Meanwhile, residents of buildings like Redfern are still dealing with the aftermath of the storm. For many, the problem is PTSD, says Milan Taylor, CEO of the Rockaway Youth Task Force. For the youth, with whom Taylor primarily works, it’s a delayed trajectory: one more year of college thanks to missed deadlines or inevitable drop-outs after an inability to get to classes in Manhattan because the area’s only subway line shut down for nearly a month immediately after Sandy.

Similar to Red Hook, external boilers still exist in housing projects in parts of the Rockaways—indicating a clear need for further infrastructure support. The city and state have primarily used FEMA money to focus on the neighborhood’s beachfront—with its boardwalk and parks. The city already completed the boardwalk’s third phase of construction, which in total could cost up to $480 million, but NYCHA is just beginning the substantial recovery work on the public housing buildings now that it has the funding. One public housing development has begun construction, while NYCHA still awaits contracters to begin the full-scale recovery effort of Redfern.
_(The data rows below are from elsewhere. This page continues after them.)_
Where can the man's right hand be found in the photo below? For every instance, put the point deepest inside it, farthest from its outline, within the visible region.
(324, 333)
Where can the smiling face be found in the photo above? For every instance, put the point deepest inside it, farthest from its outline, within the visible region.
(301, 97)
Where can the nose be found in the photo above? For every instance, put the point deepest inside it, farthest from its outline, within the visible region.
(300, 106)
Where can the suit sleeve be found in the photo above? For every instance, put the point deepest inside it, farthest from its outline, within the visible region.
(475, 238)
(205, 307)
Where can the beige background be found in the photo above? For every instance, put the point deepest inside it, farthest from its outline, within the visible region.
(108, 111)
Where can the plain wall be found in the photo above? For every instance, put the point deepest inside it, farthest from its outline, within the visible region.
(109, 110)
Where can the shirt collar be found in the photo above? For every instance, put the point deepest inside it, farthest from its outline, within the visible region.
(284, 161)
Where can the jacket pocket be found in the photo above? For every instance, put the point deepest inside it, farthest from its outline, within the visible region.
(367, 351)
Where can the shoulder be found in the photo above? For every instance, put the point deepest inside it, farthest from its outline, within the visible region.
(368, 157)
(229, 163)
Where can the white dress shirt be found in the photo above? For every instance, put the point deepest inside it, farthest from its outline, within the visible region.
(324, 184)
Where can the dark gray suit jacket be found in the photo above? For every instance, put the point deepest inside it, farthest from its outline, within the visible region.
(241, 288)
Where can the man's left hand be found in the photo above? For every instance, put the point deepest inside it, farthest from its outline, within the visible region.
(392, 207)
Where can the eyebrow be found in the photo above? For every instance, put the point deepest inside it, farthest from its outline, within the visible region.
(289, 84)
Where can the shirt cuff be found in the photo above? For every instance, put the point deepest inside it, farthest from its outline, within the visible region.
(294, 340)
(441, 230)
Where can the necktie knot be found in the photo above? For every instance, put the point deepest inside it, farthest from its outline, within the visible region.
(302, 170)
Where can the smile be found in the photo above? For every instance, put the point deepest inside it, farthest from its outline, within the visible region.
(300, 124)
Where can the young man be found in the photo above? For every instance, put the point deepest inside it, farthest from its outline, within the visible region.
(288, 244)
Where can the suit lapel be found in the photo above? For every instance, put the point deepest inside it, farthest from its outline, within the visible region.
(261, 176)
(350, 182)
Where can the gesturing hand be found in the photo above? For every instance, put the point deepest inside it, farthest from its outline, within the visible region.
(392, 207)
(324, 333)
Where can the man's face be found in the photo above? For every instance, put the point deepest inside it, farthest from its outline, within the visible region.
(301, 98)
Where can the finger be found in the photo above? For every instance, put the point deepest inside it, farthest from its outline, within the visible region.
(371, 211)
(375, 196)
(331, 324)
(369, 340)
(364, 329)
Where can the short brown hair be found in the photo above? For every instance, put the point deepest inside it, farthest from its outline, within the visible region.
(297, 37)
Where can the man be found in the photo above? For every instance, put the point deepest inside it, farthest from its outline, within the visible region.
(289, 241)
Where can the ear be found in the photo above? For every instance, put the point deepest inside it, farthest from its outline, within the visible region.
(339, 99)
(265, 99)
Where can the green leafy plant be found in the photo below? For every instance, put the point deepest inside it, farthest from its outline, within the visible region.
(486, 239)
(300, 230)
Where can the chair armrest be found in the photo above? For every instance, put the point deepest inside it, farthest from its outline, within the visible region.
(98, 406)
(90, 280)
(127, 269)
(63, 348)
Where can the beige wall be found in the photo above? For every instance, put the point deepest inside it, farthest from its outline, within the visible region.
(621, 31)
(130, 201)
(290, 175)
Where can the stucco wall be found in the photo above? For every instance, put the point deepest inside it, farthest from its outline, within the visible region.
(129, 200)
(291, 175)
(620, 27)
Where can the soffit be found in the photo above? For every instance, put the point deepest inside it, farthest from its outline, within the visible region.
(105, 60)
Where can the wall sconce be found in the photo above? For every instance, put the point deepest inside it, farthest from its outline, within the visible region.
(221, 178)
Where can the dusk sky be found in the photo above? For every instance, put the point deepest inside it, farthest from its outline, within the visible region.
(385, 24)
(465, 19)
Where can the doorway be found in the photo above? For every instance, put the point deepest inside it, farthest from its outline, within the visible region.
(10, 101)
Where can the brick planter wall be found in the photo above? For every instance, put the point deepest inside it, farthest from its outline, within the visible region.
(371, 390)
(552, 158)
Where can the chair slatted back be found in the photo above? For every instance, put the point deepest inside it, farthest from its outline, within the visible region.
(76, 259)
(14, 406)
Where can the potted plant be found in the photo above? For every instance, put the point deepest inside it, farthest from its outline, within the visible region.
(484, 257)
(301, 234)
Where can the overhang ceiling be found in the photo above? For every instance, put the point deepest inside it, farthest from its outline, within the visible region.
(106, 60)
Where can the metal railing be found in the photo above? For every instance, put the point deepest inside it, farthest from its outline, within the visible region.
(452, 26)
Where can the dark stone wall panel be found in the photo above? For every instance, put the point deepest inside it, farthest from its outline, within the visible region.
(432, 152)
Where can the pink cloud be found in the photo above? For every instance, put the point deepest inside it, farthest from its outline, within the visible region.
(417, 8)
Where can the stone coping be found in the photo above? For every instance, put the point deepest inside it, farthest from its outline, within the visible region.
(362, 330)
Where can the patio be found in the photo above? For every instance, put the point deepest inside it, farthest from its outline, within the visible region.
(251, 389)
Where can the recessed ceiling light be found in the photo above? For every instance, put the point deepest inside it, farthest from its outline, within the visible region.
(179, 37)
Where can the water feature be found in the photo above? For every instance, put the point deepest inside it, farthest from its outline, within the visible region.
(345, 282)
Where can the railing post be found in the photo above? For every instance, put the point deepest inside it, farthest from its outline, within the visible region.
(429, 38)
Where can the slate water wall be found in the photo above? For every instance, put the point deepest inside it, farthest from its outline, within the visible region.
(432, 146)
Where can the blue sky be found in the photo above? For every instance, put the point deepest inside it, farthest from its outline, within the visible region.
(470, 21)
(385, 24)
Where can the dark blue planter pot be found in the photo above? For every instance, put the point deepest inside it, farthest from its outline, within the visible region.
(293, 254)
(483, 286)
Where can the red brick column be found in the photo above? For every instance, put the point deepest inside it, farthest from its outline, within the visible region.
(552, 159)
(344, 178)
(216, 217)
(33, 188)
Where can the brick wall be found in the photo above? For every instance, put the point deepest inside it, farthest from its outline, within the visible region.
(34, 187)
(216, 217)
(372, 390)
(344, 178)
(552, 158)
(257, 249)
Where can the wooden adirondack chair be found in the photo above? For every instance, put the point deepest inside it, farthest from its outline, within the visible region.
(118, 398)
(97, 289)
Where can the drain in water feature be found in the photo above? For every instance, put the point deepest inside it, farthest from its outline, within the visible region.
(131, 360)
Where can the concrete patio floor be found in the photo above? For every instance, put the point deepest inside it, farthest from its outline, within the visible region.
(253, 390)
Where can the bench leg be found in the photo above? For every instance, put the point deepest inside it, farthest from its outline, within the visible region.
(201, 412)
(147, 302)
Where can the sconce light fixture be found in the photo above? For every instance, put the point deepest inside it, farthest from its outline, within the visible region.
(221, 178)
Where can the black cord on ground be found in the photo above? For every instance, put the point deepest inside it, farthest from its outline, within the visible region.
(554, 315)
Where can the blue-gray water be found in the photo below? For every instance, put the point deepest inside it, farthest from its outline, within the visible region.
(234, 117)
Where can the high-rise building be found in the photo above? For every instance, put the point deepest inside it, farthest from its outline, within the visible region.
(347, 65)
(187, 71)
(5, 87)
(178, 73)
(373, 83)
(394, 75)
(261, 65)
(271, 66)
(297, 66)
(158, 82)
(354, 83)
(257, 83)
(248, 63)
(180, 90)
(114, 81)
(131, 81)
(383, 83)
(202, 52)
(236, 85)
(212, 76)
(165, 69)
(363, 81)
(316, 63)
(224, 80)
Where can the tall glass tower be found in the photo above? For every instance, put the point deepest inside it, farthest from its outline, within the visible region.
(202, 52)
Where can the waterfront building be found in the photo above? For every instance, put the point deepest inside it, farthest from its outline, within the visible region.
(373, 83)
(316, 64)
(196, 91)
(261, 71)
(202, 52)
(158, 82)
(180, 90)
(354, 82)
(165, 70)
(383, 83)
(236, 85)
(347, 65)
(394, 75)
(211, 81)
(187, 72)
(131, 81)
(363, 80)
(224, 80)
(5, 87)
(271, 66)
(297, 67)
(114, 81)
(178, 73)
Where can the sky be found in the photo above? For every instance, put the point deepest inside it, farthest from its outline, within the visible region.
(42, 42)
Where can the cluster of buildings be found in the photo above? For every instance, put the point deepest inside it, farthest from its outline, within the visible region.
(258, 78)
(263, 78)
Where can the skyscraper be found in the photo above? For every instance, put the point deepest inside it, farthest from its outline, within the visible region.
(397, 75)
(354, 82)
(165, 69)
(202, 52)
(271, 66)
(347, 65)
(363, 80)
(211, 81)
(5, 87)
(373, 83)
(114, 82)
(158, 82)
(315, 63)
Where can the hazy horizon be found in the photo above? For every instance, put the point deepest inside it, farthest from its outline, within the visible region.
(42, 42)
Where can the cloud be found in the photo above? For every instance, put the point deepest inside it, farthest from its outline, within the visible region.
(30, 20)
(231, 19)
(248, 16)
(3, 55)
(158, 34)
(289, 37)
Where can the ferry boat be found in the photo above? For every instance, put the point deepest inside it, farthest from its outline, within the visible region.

Before the disaster, Taylor says, New York’s predominantly White "hipsters" could not ID the Rockaways on a map. Now, he’s rapidly seeing an increase of this demographic. The Rockaways have even been dubbed one of the city’s “next hot neighborhoods.” Taylor hopes that by building more local leaders, something he says was clearly lacking during the surge, Redfern and other Rockaway housing developments can avoid the displacement that all too often accompanies gentrification. 

“We’re developing leaders who live in the community, who work in the community, who go to school in the community,” he explains. “That’s how you truly develop resilient communities from all fronts.” So far, his task force has trained 120 young people through its leadership course, which was created because of the storm.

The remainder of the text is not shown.